Renewable Energy in California
California leads the USA in generation capacity from geothermal, biomass, solar PV, and solar thermal electric projects, while placing second in wind and hydropower generation capacity. California’s rich resource base and its early, sustained support for the renewable energy industry has been successful in attracting and incubating leading renewable energy companies which, in turn, has created many high-quality jobs.
In the 1980s, California has been a pioneer in the production of renewable energy with several wind farms. Wind power produces only 1.5 to 2% of the electricity in California but the goal is to reach 20% in 2030. The main production sites are: Altamont Pass (more than 4,800 windmill with a total capacity of 576 MW); San Gorgonio Pass (more than 3,500 wind turbines with a capacity exceeding 615 MW); Tehachapi Pass (produces electricity for 500,000 people).
Social acceptability is better than in France because the turbines can be installed away from homes.

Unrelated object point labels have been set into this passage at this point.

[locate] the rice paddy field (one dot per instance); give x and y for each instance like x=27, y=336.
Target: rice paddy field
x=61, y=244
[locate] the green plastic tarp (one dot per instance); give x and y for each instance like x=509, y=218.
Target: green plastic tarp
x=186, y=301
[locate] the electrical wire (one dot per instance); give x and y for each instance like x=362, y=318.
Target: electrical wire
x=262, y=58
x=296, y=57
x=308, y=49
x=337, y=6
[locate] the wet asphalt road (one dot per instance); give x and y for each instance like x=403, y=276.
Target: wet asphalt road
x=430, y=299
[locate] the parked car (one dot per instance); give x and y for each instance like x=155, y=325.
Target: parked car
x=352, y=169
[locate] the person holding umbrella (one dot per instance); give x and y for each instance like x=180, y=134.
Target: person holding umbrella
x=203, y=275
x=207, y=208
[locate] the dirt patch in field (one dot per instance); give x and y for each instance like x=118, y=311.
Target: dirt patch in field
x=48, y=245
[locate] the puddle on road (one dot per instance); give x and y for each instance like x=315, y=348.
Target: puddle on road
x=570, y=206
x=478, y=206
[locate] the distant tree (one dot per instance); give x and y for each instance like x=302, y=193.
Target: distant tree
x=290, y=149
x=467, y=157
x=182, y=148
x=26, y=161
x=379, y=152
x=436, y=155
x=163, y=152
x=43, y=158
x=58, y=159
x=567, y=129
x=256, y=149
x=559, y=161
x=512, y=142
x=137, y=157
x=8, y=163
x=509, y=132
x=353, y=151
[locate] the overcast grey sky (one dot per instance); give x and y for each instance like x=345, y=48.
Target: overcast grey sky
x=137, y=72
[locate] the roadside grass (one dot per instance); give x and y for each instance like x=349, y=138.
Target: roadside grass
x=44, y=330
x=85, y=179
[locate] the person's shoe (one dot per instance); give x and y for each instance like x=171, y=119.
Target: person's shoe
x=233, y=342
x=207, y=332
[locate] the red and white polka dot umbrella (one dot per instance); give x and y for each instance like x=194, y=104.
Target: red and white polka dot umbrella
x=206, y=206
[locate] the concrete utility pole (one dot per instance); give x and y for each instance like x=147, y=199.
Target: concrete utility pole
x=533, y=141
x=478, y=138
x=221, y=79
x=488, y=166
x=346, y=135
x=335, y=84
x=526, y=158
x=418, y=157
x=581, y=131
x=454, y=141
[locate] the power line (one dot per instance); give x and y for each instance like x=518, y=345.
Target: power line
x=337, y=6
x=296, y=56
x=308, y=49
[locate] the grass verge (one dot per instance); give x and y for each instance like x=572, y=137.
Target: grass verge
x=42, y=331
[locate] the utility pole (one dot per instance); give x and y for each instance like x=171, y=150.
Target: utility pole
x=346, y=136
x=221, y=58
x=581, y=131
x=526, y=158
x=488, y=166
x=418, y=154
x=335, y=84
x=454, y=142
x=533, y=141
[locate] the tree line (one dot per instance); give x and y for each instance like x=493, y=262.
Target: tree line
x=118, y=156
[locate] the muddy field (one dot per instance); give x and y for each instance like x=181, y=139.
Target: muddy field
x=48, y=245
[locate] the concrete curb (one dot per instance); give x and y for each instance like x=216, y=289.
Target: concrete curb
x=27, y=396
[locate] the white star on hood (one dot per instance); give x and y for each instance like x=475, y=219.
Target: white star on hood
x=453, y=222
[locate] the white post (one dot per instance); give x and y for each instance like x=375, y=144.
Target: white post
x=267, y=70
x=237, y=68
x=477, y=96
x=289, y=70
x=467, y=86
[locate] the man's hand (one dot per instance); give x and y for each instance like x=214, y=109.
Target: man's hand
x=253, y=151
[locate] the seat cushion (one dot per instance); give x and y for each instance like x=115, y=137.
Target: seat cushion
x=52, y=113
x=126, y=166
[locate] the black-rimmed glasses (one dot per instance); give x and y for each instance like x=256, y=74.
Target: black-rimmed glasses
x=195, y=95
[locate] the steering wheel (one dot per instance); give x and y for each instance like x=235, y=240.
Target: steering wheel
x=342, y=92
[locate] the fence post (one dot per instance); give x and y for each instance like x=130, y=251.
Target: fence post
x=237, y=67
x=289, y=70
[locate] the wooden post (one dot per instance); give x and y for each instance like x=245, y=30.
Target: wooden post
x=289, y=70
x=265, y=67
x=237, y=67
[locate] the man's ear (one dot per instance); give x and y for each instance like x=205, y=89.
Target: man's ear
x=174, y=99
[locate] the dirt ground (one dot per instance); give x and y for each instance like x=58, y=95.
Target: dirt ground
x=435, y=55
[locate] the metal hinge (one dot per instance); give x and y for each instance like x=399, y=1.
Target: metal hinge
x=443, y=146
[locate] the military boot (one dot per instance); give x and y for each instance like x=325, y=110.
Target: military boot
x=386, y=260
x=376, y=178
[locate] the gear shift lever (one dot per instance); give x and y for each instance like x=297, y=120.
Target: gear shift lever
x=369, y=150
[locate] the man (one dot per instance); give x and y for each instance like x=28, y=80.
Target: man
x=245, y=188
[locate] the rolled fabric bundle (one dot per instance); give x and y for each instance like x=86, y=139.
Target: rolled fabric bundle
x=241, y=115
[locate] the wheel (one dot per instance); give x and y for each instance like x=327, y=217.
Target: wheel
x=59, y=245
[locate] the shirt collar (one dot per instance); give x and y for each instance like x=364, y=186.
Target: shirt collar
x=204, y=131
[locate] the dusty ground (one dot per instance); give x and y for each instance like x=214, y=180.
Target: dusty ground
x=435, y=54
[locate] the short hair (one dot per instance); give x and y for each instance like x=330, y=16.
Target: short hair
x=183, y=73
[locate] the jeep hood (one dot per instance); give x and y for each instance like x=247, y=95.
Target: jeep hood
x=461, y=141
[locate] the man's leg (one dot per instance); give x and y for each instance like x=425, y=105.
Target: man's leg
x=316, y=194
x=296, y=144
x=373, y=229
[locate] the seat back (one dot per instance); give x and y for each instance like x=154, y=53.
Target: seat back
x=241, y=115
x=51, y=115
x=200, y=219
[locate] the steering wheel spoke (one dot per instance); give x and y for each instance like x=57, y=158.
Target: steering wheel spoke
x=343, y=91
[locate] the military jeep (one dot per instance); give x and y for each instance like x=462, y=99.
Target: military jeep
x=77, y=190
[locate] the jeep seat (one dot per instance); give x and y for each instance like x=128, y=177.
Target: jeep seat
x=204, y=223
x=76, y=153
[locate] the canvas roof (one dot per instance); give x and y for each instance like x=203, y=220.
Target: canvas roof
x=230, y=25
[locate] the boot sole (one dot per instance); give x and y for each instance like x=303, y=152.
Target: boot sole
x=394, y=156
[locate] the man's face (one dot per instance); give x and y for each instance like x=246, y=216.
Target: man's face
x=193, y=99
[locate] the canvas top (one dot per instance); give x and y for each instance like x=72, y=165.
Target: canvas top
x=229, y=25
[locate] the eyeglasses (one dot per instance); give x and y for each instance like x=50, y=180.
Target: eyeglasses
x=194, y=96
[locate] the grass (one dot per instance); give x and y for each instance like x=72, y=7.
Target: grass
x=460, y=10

Photovoltaic and Thermodynamic solar.
In 2014, California became the first state in the United States to surpass the 5% of electricity generated by solar power plants of commercial size (1 MW or more), with 9.9 TWh in 2014 against 3.8 TWh in 2013 (1.9% of total electricity).
In addition, through various financial incentives, 2,300 MW of small solar installations have been added on the roofs of houses or commercial buildings, thanks to the collapse of cost solar panels, divided by five in five years: in 2015, about 2.5 million California households use energy produced by their solar panels.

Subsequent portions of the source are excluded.